Intervista a cura di Nicola Salerno
Cifarelli insieme a Marcello Chiricallo nel 1986. |
Questa settimana torniamo a parlare con un nostro ex, Aldo Cifarelli, difensore materano alla “Chiellini”, grande aggressività e capacità di anticipo, al Matera per cinque anni con una prima apparizione nel 1986-87 e poi dal 1989 al 1993.
Aldo, domanda d'obbligo per un materano: cosa significa giocare per la squadra della propria città?

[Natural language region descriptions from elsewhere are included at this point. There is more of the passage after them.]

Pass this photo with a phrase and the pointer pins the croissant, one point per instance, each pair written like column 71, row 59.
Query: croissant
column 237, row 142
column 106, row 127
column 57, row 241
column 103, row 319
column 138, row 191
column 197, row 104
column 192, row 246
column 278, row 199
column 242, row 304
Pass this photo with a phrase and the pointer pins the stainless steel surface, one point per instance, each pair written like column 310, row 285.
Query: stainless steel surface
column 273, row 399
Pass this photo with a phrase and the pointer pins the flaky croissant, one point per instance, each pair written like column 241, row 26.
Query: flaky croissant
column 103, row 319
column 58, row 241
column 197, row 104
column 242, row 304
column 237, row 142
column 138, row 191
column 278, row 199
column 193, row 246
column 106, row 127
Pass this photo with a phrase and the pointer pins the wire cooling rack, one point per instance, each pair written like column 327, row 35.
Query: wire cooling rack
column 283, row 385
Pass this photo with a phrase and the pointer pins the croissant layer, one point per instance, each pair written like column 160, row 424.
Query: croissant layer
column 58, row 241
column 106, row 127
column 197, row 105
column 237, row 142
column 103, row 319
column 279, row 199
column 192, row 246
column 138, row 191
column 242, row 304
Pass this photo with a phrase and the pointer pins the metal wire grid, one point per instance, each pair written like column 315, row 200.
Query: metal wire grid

Come per tutti, è stato un motivo di orgoglio, onore e tanto impegno: nessuno infatti è profeta in patria e quindi l'impegno doveva essere raddoppiato altrimenti i primi ad essere criticati eravamo noi locali. Devo dire che, pur essendo così un po' ovunque, tuttavia oggi che vivo a Modena vedo che qui sono più “patriottici”; l'unico locale in squadra è sempre incoraggiato, mentre ricordo che materani come me, Innella, Tataranni dovevamo metterci anima e cuore altrimenti al primo sbaglio i nostri tifosi ci beccavano. All'epoca c'erano altri giovani materani molto validi che avrebbero potuto fare una miglior carriera, ma troppo spesso si è preferito scegliere chi veniva da fuori.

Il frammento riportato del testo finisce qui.